Bu deneyde elde edilen birçok parçacık ise (Tıpkı Philadelphia deneyine giren geminin mürettebatı gibi) bir kaybolup, bir görünür oluyorlardı.
Sonuç çok başarılıydı: (Sunduğumuz üç şekilden izleneceği üzere, Glue Ball ya da bizim deyimimizle) Brown ball = Kahverengi top yakalanmıştır. Deney, şimdiye kadar ulaşılan "En yüksek enerji seviyesi" ile başarılmıştır.
Öyle ki, bu enerji, evrenin yaratıldığı ilk dakikaların enerjisine "Bir an" da olsa yakındır.
Deneyin bize verdiği en büyük ders, "Sonugelmez özgürlük" de denen (Yarı intrinsic) olayların sonlu olduğunu göstermesidir. Aynı zamanda "Sonugelmez özgürlük" kuarklardaki (Baştan "Metafizik" dedikleri, sonra da susup kaldıkları) "Kapatma = Beyaza tamamlama" (Confinement) ilkesinin ispatıdır. Bu ilke ise, kuarkların (Bağdadi'nin bildirdiği gibi) "Renk dinamiği" üzere yönetildiklerinin ispatıdır. Bütün bunlar "The sieg sağa of Zig-Zag" buluşlarıdır ki, o zafer destanı ise "KUR'AN" yani ALLAH KELAMININ yorumu mahiyetindedir.
Bundan 19 yıl önce ileri sürdüğüm "TÜNEL" teoremi, kuarklar ve dolayısıyla bütün kuantlarda 11 boyut halinde ve mini bir iplikçik (String, süper sicim) halinde bu deneyle ortaya çıkmıştır. Artık kuantların "Noktasal" değil "Tünelcik iplikçikleri" olduğunu biliyoruz. Evrenin üçüncü düzlemi (Mekanın dördüncü boyutu olan Membran'dan da üstteki boyut) bu yüksek enerji karşısında, fotoğrafta, diğer iki düzlemi teğetleşerek ortaya çıkmıştır.

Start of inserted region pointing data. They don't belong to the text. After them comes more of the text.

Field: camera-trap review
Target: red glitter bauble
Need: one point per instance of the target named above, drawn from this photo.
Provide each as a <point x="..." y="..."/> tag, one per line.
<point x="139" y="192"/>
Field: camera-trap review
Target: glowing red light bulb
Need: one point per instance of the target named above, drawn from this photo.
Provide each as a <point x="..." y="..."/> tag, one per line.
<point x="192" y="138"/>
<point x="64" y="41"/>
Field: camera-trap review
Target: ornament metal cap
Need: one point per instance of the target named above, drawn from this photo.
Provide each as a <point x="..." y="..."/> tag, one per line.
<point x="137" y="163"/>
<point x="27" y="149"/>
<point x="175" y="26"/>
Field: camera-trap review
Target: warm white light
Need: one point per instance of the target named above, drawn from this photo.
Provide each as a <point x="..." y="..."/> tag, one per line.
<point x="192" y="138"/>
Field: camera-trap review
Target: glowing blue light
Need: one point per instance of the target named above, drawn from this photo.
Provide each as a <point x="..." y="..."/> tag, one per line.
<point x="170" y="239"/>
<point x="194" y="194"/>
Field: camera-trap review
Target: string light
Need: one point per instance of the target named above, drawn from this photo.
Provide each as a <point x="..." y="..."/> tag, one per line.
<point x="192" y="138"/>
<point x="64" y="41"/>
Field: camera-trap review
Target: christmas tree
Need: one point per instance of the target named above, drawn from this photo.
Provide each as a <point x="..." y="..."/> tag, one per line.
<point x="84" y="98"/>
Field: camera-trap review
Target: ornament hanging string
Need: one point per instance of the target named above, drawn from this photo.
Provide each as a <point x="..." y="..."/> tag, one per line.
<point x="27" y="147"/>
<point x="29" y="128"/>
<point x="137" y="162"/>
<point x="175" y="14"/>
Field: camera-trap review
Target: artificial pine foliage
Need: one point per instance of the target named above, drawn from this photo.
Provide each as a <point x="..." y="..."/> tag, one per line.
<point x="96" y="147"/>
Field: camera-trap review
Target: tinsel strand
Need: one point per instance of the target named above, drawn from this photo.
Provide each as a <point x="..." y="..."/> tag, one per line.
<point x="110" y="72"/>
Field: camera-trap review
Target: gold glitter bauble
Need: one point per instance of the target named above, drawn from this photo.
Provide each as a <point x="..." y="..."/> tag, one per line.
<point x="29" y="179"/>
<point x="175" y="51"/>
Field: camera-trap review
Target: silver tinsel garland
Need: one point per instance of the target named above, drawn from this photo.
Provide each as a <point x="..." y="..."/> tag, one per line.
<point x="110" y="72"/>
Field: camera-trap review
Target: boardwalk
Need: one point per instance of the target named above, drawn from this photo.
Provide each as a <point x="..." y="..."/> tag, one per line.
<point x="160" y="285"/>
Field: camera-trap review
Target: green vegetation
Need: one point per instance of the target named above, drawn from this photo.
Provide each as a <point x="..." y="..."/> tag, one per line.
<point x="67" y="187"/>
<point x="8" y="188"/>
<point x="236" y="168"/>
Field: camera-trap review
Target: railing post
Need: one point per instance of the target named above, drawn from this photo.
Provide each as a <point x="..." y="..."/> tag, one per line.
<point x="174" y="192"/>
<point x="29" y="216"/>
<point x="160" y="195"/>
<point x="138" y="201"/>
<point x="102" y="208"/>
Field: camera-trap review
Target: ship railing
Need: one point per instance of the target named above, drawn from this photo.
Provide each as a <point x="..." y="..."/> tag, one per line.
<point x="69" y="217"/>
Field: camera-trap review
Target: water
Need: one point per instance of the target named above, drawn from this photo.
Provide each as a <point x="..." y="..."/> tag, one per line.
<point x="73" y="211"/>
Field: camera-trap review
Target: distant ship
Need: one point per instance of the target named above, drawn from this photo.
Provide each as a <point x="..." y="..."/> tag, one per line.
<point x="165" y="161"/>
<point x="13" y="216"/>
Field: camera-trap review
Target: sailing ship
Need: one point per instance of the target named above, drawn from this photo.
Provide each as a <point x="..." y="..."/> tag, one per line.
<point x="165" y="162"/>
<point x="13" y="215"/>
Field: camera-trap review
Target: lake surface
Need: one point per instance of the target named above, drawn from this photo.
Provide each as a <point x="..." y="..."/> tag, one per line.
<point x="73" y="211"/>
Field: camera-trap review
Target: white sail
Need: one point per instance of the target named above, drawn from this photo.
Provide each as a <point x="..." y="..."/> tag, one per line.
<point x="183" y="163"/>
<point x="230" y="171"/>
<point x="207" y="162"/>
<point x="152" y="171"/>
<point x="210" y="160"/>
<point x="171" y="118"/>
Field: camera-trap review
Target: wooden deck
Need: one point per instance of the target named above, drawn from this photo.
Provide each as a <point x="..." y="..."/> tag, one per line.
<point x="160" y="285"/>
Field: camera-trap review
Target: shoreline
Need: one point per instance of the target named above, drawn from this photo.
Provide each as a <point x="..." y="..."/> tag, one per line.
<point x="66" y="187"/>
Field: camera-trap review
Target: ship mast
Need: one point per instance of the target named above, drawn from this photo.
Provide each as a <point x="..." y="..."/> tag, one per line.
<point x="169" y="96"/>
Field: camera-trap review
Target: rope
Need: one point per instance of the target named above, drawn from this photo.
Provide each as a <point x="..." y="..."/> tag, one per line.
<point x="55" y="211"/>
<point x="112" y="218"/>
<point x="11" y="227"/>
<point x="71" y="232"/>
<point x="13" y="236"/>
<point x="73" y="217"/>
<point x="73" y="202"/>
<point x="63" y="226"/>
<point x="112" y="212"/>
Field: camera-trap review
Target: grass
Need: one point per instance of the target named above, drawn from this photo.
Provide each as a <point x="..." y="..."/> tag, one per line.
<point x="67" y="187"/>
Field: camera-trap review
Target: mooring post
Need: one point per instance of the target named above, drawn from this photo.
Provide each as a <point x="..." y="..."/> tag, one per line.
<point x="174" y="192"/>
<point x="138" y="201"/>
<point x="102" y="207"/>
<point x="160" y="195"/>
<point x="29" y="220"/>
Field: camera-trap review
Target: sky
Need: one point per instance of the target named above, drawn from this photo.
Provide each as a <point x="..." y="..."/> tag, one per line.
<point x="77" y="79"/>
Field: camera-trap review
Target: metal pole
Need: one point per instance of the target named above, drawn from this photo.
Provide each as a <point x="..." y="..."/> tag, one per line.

En şaşırtıcı sonuçlardan biri de 10^-23 saniyelik ömrü olan (Glue ball) Yapışkan topun patlama öncesi "Kahverengi" ışığını ortaya koymasıdır. Brown ball de dediğimiz "Kahverengi top", 10^-23 saniye içinde hiçbir rengi tutturamayan gluon ve kuarkların, (Çok girgin ve elektro-magnetik radyasyon metrik gamının içinde yer alacak kadar genişleyen Brown Ball'ın) kahverengiyle ışımasıdır.
Mevlana Halid, "Fizik evren ile takyon evreninin BEYAZ diye gördüğü, fakat aslında tam sınıra gidildiğinde onun doğada hiç rastlanılmayan KAHVERENGİ RADYASYON" olduğunu bildirmişti. Ve ışığın sekizinci rengi ortaya çıkıyordu: Proton çapından dışarı alınan gluon-kuark plazması bir KAHVERENGİ ışık fotonu gibi davranıyordu.
Bu deneyin en anlamlı sonuçlarından biri de Kahverengi (ya da yapışkan) topun sıcaklığın 20 milyar santigrad derece olduğu yüzbinde birinci saniyede "Bütün evrenin yekpare bir "Glue ball" plazması olduğunu" kanıtlamasıdır. Daha sonraki eşik soğumayla, bu serbest kuarklar üçer üçer bir araya geldiler, (ve proton, nötron ile benzerindeki) çekirdek taneciklerini oluşturdular. Helios deneyi bunu bize ispat etmiştir. Dolayısıyla o döneme "Kuark dönemi" de denmektedir.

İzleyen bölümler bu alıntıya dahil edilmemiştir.